I really cant get a clear picture but the only thing that I know is that if we can let $\Bbb Z_2 $ isomorphic to $H_1=\langle(a b)\rangle$ and $\Bbb Z_2$ isomorphic to $H_2=\langle(c d)\rangle$ .Then maybe I can show some isomorphism with some subgroup of $S_4$.[I am having a problem to explicitly write this]
There is also one thing that I know is that if I take $\Bbb Z_2$ as isomorphic to a the group $H_1=\langle(12)(34)\rangle$ and $H_2=\langle(23)(14)\rangle$ Then maybe some sort of isomorphism is possible. Can someone help out please by writing the proof or giving the general structure of the proof.

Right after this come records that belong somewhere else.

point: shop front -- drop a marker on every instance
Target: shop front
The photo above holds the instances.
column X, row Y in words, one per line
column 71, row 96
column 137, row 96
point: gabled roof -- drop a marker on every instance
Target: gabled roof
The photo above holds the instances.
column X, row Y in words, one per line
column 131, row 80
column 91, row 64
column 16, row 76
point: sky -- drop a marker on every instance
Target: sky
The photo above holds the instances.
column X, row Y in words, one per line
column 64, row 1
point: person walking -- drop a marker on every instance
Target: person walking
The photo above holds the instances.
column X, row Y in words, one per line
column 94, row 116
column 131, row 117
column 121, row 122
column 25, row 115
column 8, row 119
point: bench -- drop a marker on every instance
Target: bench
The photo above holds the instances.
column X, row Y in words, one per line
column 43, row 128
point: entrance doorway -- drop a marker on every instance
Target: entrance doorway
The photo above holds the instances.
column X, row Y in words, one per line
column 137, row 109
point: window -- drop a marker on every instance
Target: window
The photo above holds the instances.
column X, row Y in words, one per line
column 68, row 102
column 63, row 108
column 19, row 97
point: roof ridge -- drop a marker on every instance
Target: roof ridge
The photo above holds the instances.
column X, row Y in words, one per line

By Cayley's theorem, any group $G$ embeds into $S_G$ by left multiplication, say $\lambda$. If furtherly $G$ is finite, then $S_G\cong S_{|G|}$ via the isomorphism $\alpha\mapsto f^{-1}\alpha f$, where $f\colon\{1,\dots,|G|\}\to G$ is any bijection. So, yes, $G=\Bbb Z_2\times \Bbb Z_2$, like any other group of order $4$ (other, there is just the cyclic one, $\Bbb Z_4$), is isomorphic to a subgroup of $S_{|\Bbb Z_2\times \Bbb Z_2|}=S_4$. For instance, for:
\begin{alignat}{1} f(1)&=(0,0) \\ f(2)&=(0,1) \\ f(3)&=(1,0) \\ f(4)&=(1,1) \\ \end{alignat}
we get:
\begin{alignat}{1} f^{-1}\lambda(0,0)f&=() \\ f^{-1}\lambda(0,1)f&=(12)(34) \\ f^{-1}\lambda(1,0)f&=(13)(24) \\ f^{-1}\lambda(1,1)f&=(14)(23) \\ \end{alignat}
i.e. $\Bbb Z_2\times \Bbb Z_2\cong \{(),(12)(34),(13)(24),(14)(23)\}$. And similarly for other choices of $f$.